Regarding what Nuria and Leila said: that makes sense for the top 1000, but if we take the top 100,000 pages, I figured spikes wouldn't really matter, pages that spike there are both likely to also be in the top 100,000 normally and few enough in number that they wouldn't pollute the data anyway (assuming you're filtering for actual content articles instead of all pages)
On Mon, Apr 2, 2018 at 12:09 PM, Nuria Ruiz nuria@wikimedia.org wrote:
are trying to rebuild our stale encyclopedia apps for offline usage but
are space-limited and would only like to include the most likely pages that would be looked at that can fit within a size envelope >that varies with the device in question (up to 100k article limit probably) For this use case I would be careful to look at page ranks as true popularity as the top data is affected by bot spikes regularly (that is a known issue that we intend to fix). After you have your list of most popular pages please take a second look, some -but not all- of the pages that are artificially high due to bot traffic are pretty obvious (many special pages).
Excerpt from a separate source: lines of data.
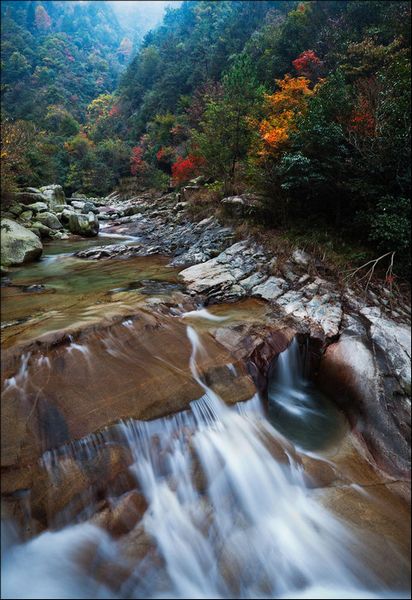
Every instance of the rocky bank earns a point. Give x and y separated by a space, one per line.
359 348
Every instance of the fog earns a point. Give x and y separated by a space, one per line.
141 15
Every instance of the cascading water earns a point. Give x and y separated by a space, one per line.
225 519
296 408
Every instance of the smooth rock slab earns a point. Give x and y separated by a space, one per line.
85 225
54 196
271 289
18 244
50 220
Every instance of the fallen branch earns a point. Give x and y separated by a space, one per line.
369 273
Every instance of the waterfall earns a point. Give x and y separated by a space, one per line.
225 518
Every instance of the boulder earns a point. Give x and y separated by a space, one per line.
26 215
220 274
240 205
18 244
16 209
50 220
86 225
368 373
41 230
271 289
64 216
30 197
90 207
78 204
54 195
301 258
38 207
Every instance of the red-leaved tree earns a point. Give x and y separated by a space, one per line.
185 168
308 64
138 166
42 19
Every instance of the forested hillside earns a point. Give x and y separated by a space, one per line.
306 103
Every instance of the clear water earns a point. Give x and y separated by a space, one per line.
225 519
297 408
75 290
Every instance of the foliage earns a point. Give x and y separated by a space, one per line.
186 168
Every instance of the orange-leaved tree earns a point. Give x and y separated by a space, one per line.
283 107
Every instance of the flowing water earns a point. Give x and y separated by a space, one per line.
299 410
227 511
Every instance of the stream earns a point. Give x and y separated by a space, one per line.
219 505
On Mon, Apr 2, 2018 at 8:54 AM, Leila Zia leila@wikimedia.org wrote:
On Mon, Apr 2, 2018 at 7:47 AM, Dan Andreescu dandreescu@wikimedia.org wrote:
Hi Srdjan,
The data pipeline behind the API can't handle arbitrary skip or limit parameters, but there's a better way for the kind of question you have. We publish all the pageviews at https://dumps.wikimedia.org/ot her/pagecounts-ez/, look at the "Hourly page views per article" section. I would imagine for your use case one month of data is enough, and you can get the top N articles for all wikis this way, where N is anything you want.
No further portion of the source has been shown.